New financial/sales reports are just coming in for publishing for 2010 and the first half of 2011. Now, for those of you who are yawning, I promise to only discuss what’s likely to show important trends that every writer should be aware of. So read up!
Here are the newsworthy items:
- Fiction remains the leading sales driver of e-books. But the chart below illustrates just how dominant fiction is. The chart on the left is for unit sales; the chart on the right is for revenue generation. What does this add up to? Fiction brings in more than half of e-book revenue, while all other categories are like saplings shaded by a redwood. Why should you care? Because this tells you that, if you’re writing nonfiction and aiming your personal marketing plans toward selling e-books, that might not be the best plan unless you have a special “in” to your market.
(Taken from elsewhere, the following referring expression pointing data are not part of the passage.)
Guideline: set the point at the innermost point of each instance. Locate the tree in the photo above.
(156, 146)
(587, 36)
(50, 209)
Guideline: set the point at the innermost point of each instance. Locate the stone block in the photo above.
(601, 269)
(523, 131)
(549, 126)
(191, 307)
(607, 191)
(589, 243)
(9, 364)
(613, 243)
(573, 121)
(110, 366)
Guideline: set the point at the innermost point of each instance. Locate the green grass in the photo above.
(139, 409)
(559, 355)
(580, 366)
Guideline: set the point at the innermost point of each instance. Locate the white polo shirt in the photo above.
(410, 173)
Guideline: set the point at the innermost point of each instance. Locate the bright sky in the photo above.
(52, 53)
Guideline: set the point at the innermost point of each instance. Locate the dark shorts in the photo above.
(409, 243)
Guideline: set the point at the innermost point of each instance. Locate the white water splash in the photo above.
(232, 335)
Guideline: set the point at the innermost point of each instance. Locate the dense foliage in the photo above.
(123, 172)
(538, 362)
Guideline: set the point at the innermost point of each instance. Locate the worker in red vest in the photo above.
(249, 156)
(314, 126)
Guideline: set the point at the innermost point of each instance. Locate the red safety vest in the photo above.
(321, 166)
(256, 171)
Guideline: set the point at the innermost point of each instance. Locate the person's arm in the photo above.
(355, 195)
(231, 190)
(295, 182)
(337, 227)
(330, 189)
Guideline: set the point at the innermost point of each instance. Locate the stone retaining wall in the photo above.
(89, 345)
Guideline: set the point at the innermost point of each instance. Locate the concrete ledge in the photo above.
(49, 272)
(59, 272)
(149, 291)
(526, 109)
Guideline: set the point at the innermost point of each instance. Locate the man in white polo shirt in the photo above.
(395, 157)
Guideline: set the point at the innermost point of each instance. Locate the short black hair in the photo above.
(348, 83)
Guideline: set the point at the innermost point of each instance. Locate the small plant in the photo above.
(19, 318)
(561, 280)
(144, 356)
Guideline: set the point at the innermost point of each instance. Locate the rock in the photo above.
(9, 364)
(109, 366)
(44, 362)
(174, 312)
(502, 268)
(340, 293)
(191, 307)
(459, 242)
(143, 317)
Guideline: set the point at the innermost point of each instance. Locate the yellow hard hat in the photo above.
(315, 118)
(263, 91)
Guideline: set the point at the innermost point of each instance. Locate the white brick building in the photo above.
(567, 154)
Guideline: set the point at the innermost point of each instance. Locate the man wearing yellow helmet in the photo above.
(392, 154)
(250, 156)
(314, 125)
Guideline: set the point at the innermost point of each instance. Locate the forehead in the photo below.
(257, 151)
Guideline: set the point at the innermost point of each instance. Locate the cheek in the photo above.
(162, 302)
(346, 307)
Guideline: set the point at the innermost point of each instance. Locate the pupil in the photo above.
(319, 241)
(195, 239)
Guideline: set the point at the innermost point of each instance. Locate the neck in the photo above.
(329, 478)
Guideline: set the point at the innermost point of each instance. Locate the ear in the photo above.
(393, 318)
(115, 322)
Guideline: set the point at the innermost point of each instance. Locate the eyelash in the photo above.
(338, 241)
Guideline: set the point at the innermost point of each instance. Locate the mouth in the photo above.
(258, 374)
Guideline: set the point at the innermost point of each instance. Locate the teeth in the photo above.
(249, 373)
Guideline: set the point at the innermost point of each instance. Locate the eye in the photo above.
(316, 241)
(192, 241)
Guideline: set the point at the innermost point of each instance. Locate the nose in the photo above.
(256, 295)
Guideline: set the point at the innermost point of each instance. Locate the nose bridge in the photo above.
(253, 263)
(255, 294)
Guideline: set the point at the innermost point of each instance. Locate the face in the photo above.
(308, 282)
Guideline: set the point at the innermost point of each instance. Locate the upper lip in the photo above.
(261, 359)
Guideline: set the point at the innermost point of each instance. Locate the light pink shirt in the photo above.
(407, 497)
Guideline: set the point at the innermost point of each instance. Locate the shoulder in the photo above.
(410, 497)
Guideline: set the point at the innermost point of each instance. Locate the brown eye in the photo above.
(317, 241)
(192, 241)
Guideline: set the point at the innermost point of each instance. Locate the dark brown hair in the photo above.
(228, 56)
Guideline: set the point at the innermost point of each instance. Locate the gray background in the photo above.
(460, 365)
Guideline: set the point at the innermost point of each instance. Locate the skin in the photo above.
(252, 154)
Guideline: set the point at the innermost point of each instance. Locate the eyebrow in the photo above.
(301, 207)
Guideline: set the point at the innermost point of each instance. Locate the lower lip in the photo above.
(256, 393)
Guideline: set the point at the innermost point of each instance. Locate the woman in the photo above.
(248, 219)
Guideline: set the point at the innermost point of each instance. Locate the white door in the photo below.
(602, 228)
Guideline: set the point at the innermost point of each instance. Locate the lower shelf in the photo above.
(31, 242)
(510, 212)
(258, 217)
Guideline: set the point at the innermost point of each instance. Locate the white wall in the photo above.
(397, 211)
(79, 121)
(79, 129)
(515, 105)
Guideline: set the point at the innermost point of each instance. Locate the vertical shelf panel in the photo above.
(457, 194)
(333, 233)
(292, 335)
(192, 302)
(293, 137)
But if you write fiction, many readers await your e-book.
- Of the various fiction genres, literary/classics take the lead in unit sales, with science fiction close behind. Holding third place is Christian fiction. We can guess that the classics have the lead position because so many of them are being offered for free or 99 cents for an author’s oeuvre. I own all of Jane Austen’s work and paid 99 cents for the package. Sci-fi makes sense because those who read this genre tend to be purchase technological toys; e-books and sci-fi readers are a perfect fit. But look at Christian fiction, beating out romance, mystery and general fiction.
- Buyers who purchase e-books online tend to purchase print books from the same source.
- e-books constituted 4 percent of units sold in 2010.
I’ve suggested one application for the first graphs–where you would place your marketing energy based on what you write. Now, let’s talk about other implications of the study’s results.
- Does this information give you pause or renewed energy for the category you write?
- In what ways might these numbers help you to direct your marketing energy/dollars? What do the numbers tell you about where your buyers are?
- How do you balance this study with the reality that, while e-books are gaining strength very fast, most buyers are hugging their books to their chests rather than clicking “buy” on e-readers?
- Unfortunately this study didn’t look at the price paid per unit for e-books. What’s your best guess as to what that might be? What do you base your opinion on? And what are the implications of the unit price for writers?
I know these questions don’t necessarily lend themselves to off-the-top-of-your-head answers, but I believe it’s worth the time for each of us to consider what these numbers mean. They predict the way ahead for all of us.